Figure 1. Distribution of subsidies across quintiles (Q1 to Q5) under four different scenarios (IBT with US$0 fixed charge and 10m3 lifeline block)
We argue that the results in Figure 1 for Case 1 (NW cell) are typical of many utilities in developing countries. As shown, the poorest households only receive a small share of the total financial subsidies. In other words, the financial subsidies are very poorly targeted. Moving from Case 1 to Case 4 (from NW to SE) does improve the distribution of subsidies across income quintiles substantially, but we argue that this case is very unlikely to exist in practice.
In the paper, we also show that the welfare gains to poor households are much smaller in Case 4 than in Cases 1 and 2. The main beneficiaries of the 100% cost recovery constraint are taxpayers, not poor households (although poor households may also pay taxes). Moreover, the correlation between household income and water use is outside the control of the water utility, so a water utility with a low correlation (Cases 1 and 3) cannot simply choose to move to Case 4 to improve subsidy targeting.

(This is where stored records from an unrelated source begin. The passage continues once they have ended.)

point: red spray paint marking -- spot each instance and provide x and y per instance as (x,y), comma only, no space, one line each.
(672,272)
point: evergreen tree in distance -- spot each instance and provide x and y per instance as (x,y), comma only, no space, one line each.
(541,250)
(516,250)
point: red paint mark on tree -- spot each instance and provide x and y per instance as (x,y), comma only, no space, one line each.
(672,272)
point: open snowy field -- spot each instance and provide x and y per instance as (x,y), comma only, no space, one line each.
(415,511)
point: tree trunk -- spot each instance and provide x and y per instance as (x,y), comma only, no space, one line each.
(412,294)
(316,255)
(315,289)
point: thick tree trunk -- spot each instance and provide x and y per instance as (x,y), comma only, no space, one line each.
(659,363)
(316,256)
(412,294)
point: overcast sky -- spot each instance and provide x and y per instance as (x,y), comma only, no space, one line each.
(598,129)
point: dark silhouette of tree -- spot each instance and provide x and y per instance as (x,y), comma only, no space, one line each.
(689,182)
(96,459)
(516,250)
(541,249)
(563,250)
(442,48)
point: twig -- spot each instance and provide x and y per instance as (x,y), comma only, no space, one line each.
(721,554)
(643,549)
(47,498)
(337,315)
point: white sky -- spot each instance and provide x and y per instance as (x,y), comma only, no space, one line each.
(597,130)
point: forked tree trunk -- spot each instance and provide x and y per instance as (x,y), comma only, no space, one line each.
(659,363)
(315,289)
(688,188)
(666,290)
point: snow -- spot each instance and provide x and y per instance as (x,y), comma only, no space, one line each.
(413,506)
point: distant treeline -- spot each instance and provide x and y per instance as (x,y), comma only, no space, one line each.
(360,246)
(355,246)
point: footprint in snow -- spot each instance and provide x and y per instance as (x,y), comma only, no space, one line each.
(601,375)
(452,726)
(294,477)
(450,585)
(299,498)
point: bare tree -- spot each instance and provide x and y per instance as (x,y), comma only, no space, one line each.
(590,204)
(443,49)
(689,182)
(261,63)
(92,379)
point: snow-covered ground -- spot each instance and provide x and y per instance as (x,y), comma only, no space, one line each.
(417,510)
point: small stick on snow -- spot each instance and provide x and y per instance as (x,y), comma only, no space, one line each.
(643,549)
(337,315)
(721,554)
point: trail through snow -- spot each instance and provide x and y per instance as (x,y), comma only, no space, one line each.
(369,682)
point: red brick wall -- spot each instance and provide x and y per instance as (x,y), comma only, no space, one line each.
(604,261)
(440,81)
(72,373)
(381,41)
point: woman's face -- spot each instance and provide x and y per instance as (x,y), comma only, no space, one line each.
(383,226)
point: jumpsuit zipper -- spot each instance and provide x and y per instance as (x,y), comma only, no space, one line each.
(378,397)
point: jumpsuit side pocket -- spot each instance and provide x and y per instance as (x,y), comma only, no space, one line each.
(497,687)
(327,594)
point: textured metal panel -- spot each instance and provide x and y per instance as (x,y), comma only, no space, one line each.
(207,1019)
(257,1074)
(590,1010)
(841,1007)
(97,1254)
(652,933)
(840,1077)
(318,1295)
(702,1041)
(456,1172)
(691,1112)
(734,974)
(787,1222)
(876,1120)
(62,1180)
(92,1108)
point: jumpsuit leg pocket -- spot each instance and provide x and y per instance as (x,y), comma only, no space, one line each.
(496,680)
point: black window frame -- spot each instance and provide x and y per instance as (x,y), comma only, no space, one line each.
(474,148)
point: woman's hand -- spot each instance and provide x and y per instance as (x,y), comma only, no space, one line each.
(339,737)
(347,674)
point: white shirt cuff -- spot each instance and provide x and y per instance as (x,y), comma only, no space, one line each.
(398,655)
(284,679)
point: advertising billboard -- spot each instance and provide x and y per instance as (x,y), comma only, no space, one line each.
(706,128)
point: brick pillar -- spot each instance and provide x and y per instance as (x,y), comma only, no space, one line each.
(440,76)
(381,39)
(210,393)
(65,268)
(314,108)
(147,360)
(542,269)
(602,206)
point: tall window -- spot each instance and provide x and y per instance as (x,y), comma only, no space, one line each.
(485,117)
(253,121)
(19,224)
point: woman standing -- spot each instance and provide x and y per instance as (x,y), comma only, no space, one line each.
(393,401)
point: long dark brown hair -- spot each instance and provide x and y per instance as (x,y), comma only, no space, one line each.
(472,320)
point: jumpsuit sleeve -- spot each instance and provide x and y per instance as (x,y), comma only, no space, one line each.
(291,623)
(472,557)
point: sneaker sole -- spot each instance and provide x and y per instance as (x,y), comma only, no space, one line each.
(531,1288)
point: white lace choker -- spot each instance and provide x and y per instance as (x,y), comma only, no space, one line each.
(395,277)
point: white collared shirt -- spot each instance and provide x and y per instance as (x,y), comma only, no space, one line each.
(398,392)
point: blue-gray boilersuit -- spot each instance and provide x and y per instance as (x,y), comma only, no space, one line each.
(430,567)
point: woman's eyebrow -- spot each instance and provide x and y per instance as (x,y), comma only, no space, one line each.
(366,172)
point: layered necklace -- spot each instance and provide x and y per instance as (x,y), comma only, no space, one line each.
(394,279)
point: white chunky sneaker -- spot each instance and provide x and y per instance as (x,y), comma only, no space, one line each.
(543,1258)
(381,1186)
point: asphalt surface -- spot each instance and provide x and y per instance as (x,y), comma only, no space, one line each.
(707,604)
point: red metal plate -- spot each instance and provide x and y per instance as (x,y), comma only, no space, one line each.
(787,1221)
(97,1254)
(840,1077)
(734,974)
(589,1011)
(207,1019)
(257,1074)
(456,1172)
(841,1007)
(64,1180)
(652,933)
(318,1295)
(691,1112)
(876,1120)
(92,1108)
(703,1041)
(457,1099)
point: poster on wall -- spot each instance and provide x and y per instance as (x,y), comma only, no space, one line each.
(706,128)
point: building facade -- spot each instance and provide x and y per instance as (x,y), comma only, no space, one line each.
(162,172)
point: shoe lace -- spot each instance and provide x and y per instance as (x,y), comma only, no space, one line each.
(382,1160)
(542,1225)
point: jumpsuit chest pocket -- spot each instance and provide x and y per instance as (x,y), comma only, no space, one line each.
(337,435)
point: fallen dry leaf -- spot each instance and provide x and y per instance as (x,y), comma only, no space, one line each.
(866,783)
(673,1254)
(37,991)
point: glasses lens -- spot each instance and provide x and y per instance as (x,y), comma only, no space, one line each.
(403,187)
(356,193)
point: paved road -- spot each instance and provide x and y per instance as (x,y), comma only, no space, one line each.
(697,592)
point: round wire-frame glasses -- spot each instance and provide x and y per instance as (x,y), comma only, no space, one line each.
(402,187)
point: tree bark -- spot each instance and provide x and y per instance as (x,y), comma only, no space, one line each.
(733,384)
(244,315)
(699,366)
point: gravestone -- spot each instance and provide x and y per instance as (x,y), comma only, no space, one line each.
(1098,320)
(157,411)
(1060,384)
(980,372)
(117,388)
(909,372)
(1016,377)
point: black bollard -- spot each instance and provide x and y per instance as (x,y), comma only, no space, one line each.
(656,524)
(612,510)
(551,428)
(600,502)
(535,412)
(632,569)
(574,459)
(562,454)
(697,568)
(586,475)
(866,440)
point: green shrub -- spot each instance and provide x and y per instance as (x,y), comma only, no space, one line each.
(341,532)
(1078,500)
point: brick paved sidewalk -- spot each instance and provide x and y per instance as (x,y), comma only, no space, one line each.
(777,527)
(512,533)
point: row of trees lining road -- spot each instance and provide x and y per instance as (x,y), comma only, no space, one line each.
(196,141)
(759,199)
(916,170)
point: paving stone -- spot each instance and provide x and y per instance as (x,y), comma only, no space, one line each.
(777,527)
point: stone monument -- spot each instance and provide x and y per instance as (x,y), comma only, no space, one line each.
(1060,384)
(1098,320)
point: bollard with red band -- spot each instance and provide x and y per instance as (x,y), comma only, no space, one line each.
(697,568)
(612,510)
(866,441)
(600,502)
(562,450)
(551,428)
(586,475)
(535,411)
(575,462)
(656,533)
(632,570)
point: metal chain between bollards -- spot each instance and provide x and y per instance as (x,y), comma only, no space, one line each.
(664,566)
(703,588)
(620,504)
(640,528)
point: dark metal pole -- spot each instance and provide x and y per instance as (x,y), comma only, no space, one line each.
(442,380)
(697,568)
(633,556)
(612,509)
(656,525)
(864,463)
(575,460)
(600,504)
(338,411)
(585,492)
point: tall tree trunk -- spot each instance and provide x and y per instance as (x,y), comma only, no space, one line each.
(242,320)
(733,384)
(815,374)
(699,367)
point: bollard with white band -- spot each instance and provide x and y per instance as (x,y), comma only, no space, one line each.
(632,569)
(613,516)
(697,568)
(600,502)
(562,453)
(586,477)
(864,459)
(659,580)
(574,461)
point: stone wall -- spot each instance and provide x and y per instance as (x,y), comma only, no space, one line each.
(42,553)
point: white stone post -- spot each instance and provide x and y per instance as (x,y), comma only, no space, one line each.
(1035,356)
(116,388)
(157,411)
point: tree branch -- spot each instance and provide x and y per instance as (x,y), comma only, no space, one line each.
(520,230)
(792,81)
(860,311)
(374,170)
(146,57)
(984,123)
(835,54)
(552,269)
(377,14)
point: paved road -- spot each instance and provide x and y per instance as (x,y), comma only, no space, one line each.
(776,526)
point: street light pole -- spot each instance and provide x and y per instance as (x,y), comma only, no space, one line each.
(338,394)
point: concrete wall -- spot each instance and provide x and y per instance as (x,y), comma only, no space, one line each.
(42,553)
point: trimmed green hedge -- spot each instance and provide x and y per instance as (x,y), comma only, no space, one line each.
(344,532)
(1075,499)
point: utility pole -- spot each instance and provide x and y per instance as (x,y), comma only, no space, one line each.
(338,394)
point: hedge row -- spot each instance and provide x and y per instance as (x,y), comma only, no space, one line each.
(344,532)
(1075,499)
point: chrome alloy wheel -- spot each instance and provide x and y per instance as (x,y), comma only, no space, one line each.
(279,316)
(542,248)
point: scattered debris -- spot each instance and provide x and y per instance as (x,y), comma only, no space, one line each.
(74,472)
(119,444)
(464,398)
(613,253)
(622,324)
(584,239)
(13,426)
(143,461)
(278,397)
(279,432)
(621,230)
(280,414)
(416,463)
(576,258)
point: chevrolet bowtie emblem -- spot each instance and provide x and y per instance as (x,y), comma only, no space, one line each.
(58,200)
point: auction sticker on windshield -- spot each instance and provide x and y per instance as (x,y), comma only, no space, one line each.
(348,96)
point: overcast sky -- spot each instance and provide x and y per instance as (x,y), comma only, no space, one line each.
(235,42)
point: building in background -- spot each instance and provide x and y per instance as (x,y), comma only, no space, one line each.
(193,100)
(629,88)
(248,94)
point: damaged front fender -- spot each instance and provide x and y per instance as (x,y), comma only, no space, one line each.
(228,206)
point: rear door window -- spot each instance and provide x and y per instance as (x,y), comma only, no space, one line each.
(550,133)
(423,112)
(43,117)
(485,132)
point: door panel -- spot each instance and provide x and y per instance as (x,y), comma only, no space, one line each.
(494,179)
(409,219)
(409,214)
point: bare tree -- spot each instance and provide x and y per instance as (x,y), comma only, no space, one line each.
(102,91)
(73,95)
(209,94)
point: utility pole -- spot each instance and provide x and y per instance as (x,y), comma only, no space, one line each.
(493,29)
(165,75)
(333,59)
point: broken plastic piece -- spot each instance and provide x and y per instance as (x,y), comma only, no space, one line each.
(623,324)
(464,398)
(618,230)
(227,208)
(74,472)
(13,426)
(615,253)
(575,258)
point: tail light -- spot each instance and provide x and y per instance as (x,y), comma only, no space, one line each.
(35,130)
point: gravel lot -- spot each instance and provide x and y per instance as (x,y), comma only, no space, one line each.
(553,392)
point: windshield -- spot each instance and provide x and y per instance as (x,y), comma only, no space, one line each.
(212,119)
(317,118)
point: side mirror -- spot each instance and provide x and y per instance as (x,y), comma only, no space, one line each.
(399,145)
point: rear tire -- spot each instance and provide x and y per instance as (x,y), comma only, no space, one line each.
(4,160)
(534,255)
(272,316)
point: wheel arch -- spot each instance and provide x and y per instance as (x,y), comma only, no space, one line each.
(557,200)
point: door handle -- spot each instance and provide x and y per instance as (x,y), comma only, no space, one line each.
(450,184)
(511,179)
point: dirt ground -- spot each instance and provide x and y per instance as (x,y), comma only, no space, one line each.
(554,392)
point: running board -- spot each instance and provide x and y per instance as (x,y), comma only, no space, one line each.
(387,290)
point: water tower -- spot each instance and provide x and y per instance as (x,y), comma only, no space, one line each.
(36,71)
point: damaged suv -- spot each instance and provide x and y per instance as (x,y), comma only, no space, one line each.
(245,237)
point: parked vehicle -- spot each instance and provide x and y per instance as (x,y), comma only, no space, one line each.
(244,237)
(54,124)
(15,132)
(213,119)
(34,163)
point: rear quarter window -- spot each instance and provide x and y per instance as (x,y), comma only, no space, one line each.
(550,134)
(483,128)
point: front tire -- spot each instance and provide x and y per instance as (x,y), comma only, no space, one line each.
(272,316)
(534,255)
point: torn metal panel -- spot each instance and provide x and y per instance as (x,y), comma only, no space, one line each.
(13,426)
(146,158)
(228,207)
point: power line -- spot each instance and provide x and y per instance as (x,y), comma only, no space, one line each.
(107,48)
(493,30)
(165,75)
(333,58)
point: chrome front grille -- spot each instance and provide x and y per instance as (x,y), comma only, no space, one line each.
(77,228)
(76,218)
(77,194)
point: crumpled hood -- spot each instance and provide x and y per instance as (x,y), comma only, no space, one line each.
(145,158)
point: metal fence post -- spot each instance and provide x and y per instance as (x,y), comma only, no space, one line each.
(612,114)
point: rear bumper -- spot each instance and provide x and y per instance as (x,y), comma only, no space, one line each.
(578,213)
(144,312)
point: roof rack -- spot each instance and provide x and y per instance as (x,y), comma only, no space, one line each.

In the past, water utility managers and policy makers generally have not been overly concerned with setting water prices either to achieve financial cost recovery or to send a signal to households to use water wisely (efficiently). Municipal water tariffs typically have been set below cost for political objectives. However, increasing water scarcity and climate change are making this strategy of pricing municipal water supplies far below cost increasingly untenable. Climate change in particular presents water and wastewater utilities with a complex new set of management and strategic challenges. One important way for water utilities to deal with the uncertainty introduced by climate change is to maintain cash reserves that can be deployed to address problems as they arise. But few water utilities generate sufficient cash to cover their full costs, and typically are unable to invest to protect strategic capital assets from extreme events or to build new capital facilities to address changes in rainfall and streamflow variability.
It is thus increasingly important for water utilities in Southeast Asia to adopt financially and economically sound water tariff designs that enable them to reliably provide essential services to their customers and that encourage households to use water efficiently. As we argue in our paper, the IBT meme is now an obstacle to this transition to improved municipal water tariff prices.
1. Nauges, C. and Whittington, D. (2016). Evaluating the performance of alternative municipal water tariff designs: Quantifying the trade-offs between equity, economic efficiency, and cost recovery. World Development. In press.
2. It is assumed that the IBT has a lifeline block of 10 m3 and no fixed charge.